Cautionary Statement Regarding Forward-Looking Information
Certain statements in this email concerning the proposed transaction, including any statements regarding the expected timetable for completing the proposed transaction, the results, effects, benefits and synergies of the proposed transaction, future opportunities for the combined company, future financial performance and condition, guidance and any other statements regarding Callon’s or APA’s future expectations, beliefs, plans, objectives, financial conditions, assumptions or future events or performance that are not historical facts are “forward-looking” statements based on assumptions currently believed to be valid. Forward-looking statements are all statements other than statements of historical facts. The words “anticipate,” “believe,” “ensure,” “expect,” “if,” “intend,” “estimate,” “probable,” “project,” “forecasts,” “predict,” “outlook,” “aim,” “will,” “could,” “should,” “would,” “potential,” “may,” “might,” “anticipate,” “likely,” “plan,” “positioned,” “strategy,” and similar expressions or other words of similar meaning, and the negatives thereof, are intended to identify forward-looking statements. The forward-looking statements are intended to be subject to the safe harbor provided by Section 27A of the Securities Act, Section 21E of the Securities Exchange Act of 1934, as amended, and the Private Securities Litigation Reform Act of 1995.
These forward-looking statements involve significant risks and uncertainties that could cause actual results to differ materially from those anticipated, including, but not limited to, failure to obtain the required votes of Callon’s stockholders or APA’s stockholders to approve the transaction and related matters; the risk that a condition to closing of the proposed transaction may not be satisfied, that either party may terminate the merger agreement or that the closing of the proposed transaction might be delayed or not occur at all; potential adverse reactions or changes to business or employee relationships, including those resulting from the announcement or completion of the transaction; the diversion of management time on transaction-related issues; the ultimate timing, outcome and results of integrating the operations of Callon and APA; the effects of the business combination of Callon and APA, including the combined company’s future financial condition, results of operations, strategy and plans; the ability of the combined company to realize anticipated synergies in the timeframe expected or at all; changes in capital markets and the ability of the combined company to finance operations in the manner expected; the effects of commodity price changes; and the risks of oil and gas activities.
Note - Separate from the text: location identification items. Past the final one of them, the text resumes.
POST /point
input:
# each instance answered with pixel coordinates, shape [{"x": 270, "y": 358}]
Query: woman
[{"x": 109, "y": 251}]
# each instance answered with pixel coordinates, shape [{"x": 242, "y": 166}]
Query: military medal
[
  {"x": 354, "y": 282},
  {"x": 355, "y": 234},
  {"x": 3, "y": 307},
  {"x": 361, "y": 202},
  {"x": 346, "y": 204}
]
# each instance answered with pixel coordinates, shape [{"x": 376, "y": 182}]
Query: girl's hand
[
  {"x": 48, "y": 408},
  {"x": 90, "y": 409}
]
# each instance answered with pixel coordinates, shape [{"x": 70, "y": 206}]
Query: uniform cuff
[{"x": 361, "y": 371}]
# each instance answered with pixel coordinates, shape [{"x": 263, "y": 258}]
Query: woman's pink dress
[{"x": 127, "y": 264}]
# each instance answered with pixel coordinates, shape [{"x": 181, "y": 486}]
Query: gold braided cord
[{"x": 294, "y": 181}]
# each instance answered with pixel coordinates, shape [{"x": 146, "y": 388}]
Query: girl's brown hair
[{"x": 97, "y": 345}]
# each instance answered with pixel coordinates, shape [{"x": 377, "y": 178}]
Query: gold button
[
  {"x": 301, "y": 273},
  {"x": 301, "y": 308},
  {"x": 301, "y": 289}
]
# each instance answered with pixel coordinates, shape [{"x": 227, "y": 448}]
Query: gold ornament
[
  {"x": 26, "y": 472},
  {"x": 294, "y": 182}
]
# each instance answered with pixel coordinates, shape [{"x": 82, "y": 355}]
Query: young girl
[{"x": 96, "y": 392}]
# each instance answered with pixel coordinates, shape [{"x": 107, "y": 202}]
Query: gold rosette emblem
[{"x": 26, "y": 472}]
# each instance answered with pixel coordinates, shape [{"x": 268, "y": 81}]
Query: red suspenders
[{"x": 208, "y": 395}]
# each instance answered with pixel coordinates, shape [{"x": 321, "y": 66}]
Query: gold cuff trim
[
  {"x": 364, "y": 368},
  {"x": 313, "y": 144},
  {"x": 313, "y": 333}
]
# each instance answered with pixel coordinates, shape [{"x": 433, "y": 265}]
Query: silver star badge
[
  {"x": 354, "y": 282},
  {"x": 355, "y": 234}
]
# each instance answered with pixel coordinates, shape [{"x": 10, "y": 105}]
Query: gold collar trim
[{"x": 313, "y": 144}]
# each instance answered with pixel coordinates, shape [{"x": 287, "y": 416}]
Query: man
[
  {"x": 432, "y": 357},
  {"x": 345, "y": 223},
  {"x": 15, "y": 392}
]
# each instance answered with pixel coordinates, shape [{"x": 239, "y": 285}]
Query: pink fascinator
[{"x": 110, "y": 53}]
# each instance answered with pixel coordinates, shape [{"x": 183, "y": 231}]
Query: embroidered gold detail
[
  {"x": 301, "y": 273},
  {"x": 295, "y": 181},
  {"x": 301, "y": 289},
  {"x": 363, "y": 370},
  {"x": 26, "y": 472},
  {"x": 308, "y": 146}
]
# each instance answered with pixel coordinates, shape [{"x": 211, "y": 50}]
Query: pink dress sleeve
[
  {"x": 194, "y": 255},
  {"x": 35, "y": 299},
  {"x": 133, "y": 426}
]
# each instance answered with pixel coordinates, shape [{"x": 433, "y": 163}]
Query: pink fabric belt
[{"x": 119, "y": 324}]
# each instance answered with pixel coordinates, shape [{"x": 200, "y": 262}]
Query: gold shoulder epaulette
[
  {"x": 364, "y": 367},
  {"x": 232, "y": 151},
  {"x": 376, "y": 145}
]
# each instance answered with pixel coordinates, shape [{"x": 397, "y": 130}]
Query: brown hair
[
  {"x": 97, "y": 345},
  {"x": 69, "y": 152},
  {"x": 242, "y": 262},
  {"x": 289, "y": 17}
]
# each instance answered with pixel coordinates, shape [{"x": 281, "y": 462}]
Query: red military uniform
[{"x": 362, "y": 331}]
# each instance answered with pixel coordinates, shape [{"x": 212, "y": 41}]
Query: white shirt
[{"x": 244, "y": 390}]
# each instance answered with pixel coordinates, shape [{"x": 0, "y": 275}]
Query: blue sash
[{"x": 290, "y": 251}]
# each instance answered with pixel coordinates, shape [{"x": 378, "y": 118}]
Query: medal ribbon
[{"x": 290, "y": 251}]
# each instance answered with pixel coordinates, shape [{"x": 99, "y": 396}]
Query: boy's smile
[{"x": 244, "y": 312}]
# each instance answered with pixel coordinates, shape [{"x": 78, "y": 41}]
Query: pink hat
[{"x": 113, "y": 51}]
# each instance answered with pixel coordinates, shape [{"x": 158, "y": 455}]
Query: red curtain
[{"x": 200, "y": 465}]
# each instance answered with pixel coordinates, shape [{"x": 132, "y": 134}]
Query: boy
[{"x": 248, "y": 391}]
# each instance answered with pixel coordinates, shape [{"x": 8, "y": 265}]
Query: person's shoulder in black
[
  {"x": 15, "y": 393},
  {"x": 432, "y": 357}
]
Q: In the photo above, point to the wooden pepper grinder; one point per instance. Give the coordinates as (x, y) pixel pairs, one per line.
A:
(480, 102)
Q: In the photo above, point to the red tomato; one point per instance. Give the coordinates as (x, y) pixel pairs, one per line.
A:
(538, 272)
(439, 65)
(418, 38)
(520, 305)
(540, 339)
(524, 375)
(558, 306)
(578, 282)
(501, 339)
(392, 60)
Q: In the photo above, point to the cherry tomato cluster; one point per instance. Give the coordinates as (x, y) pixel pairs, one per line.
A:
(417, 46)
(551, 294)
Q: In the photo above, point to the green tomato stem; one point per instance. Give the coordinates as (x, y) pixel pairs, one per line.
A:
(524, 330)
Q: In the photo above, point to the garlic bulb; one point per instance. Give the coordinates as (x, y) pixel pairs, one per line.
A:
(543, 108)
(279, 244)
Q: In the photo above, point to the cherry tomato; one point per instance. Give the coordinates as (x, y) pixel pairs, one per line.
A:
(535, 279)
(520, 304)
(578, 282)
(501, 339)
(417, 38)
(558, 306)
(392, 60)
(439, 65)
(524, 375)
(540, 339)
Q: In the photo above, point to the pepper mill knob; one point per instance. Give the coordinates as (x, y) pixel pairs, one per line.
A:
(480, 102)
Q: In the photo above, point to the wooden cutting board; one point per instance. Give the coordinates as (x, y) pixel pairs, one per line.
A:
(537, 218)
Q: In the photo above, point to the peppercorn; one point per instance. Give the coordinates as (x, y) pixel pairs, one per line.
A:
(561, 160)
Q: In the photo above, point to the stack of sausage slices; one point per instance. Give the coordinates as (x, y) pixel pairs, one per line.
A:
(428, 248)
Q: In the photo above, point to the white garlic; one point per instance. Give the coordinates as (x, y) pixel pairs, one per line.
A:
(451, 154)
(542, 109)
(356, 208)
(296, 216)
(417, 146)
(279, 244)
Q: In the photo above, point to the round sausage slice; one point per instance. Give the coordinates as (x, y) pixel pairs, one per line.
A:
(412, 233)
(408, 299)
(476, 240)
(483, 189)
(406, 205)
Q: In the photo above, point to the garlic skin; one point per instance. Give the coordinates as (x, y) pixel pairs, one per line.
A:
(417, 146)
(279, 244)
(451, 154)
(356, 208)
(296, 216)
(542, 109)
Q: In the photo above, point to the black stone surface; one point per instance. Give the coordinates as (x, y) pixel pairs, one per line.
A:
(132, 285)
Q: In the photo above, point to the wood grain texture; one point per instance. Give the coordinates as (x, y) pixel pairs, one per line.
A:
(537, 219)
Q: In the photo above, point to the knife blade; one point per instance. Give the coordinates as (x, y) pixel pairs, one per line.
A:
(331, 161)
Expectations regarding business outlook, including changes in revenue, pricing, capital expenditures, cash flow generation, strategies for our operations, oil and natural gas market conditions, legal, economic and regulatory conditions, and environmental matters are only forecasts regarding these matters.
Additional factors that could cause results to differ materially from those described above can be found in Callon’s Annual Report on Form 10-K for the year ended December 31, 2023, which is on file with the SEC and available on Callon’s website at http://www.callon.com under the “Investors” tab, and in other documents Callon files with the SEC, in APA’s Annual Report on Form 10-K for the year ended December 31, 2023, which is on file with the SEC and available on APA’s website at http://www.apacorp.com under the “Investors” tab, and in other documents APA files with the SEC, and in the Registration Statement.
All forward-looking statements speak only as of the date they are made and are based on information available at that time. Neither Callon nor APA assumes any obligation to update forward-looking statements to reflect circumstances or events that occur after the date the forward-looking statements were made or to reflect the occurrence of unanticipated events except as required by federal securities laws. As forward-looking statements involve significant risks and uncertainties, caution should be exercised against placing undue reliance on such statements.